埃文頓了幾秒,伸出手輕輕拍了拍卡洛斯的肩膀。
卡洛斯一慫,差點嚇哭。
和各地指揮官,等在廣場的蟲民問候之後,隊伍很快就要轉向室內。
直播是從早上八點開始,但從風暴之眼露面到結束,不過二十分鐘。
埃文登上樓梯之前,回頭看了一眼,沒有看到銀色頭髮。
耀站在他旁邊,輕聲提示他不要久留,埃文面無表情,點了點頭,步伐並不遲疑。
海德威爾陛下笑容溫和,眸色略深,他第一次見到這任冕下,但卻看不到那雙眼睛裡有絲毫的野心。

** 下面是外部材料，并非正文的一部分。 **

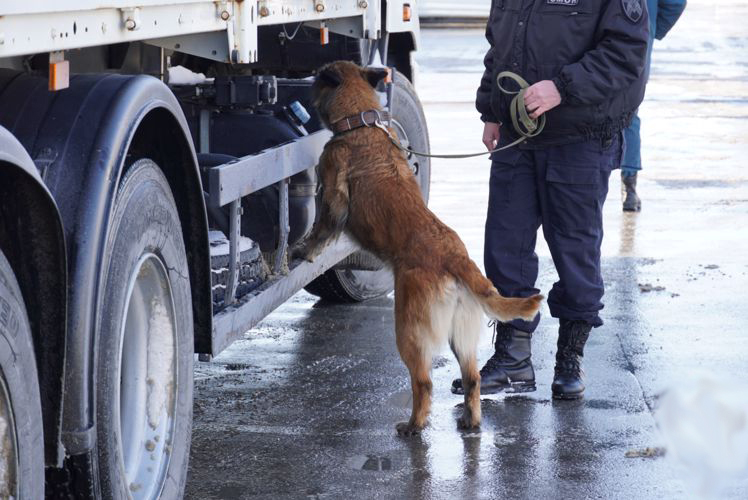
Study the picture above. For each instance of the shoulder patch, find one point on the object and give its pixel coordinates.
(633, 9)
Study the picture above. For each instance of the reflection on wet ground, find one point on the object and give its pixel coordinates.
(305, 405)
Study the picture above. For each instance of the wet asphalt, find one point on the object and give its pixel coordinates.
(305, 405)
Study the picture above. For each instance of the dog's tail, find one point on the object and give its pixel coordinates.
(494, 304)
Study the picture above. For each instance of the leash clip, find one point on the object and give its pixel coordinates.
(378, 120)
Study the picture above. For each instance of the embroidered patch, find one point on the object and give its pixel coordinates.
(633, 9)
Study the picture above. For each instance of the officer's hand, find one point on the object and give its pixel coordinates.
(541, 97)
(491, 135)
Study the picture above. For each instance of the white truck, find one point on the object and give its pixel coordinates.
(143, 220)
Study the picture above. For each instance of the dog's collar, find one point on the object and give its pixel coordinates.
(366, 119)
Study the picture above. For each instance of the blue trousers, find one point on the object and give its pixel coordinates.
(632, 160)
(562, 188)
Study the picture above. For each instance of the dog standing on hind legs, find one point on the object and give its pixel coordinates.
(369, 192)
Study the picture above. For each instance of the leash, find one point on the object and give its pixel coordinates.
(523, 124)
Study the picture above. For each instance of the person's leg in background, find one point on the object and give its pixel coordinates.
(631, 165)
(511, 264)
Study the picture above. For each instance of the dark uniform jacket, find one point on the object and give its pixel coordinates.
(593, 50)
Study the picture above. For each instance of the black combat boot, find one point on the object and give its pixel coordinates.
(631, 202)
(567, 379)
(510, 367)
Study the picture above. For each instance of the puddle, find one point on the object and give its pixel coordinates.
(235, 367)
(371, 463)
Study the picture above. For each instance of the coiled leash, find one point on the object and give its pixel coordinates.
(523, 124)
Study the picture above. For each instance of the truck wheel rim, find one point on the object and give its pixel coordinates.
(412, 159)
(8, 445)
(148, 378)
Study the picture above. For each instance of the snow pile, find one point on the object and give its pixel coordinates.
(706, 427)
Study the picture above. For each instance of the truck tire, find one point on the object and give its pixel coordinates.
(21, 429)
(144, 345)
(408, 120)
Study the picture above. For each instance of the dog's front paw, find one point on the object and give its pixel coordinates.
(406, 429)
(468, 423)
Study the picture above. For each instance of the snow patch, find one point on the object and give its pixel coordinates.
(179, 75)
(160, 369)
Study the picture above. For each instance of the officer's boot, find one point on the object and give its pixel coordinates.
(510, 367)
(631, 202)
(567, 379)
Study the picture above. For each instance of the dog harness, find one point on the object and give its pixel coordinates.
(525, 126)
(368, 118)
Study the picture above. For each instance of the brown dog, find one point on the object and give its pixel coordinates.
(369, 191)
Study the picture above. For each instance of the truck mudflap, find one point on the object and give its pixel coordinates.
(37, 252)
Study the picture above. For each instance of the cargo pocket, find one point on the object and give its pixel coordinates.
(574, 194)
(500, 192)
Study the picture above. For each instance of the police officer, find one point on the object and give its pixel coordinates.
(585, 60)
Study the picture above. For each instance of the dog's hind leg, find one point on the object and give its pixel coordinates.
(463, 339)
(414, 342)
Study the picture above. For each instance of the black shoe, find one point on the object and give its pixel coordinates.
(510, 367)
(631, 203)
(568, 374)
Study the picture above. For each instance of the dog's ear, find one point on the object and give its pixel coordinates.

這個雄蟲像井水一樣平靜,卻要做一件血腥,邪惡,絕對不會被理解的事。
和污染物共處。
愚蠢。
阿瑟蘭站在角落,身邊是歡呼的蟲民,他注視著高台之上,一直到那個身影走進白色高樓。
他沉默半晌,跟著鼓了鼓掌。
民眾只知道這是風暴之眼的首次露面,但卻不清楚其中的政治意義。
官方宣傳一直側重於交流慰問,隻字不提原委。
會晤內容並不公開,在進入主題之前,海德威爾陛下還要進行自己的一二三項。
於是談話被拖到後天,晚宴除了接風洗塵,也附加了為儲君介紹指揮官,打開局面的輔助目的。
地宮的修士們並無異議,淡定的接受安排。
耀祭司叮囑了一些注意事項,就讓修士們回到房間各自靜修。
埃文則要見各地指揮官,和儲君和王子們喝茶,討論一些與污染物毫無關聯的事。
他一直很有耐心,直到傍晚。
卡洛斯的儲君大哥拉著他寒暄,卡洛斯繃著優雅得體的笑容,實則一分尷尬,十分震驚。
埃文抬了抬嘴角,離別時擦身而過。
「蠢。」
卡洛斯聽到他說。
夜晚,晚宴開場。
阿瑟蘭站在角落,興致缺缺,薩爾好不容易和小王子見面,自然跑的沒影。
找不到蟲聊天,阿瑟蘭乾脆推脫公事,躲到一邊。
他本來也不喜歡參加宴會。
何況還會遇到那個臭崽子。
只不過遇到了也湊不上去,圍著他的是儲君,各地指揮官,帝國貴族。
偏遠地區的軍雌,又並非王室嫡系,恐怕連他的面也見不到,就會被擠到一邊。
而且根本沒有什麼好看的。
五年過去,說不定人家蟲蛋都有幾籮筐,一筐用來孵,一筐用來滾,剩下的擺在床頭沒事轉著玩。
和阿瑟蘭並沒有什麼關係。
他喝了一杯麥奈花酒,放下杯子走了出去。
因為走的很迅速,阿瑟蘭並沒有看到,站在舞會中心的不是埃文,而是作為祭司的耀。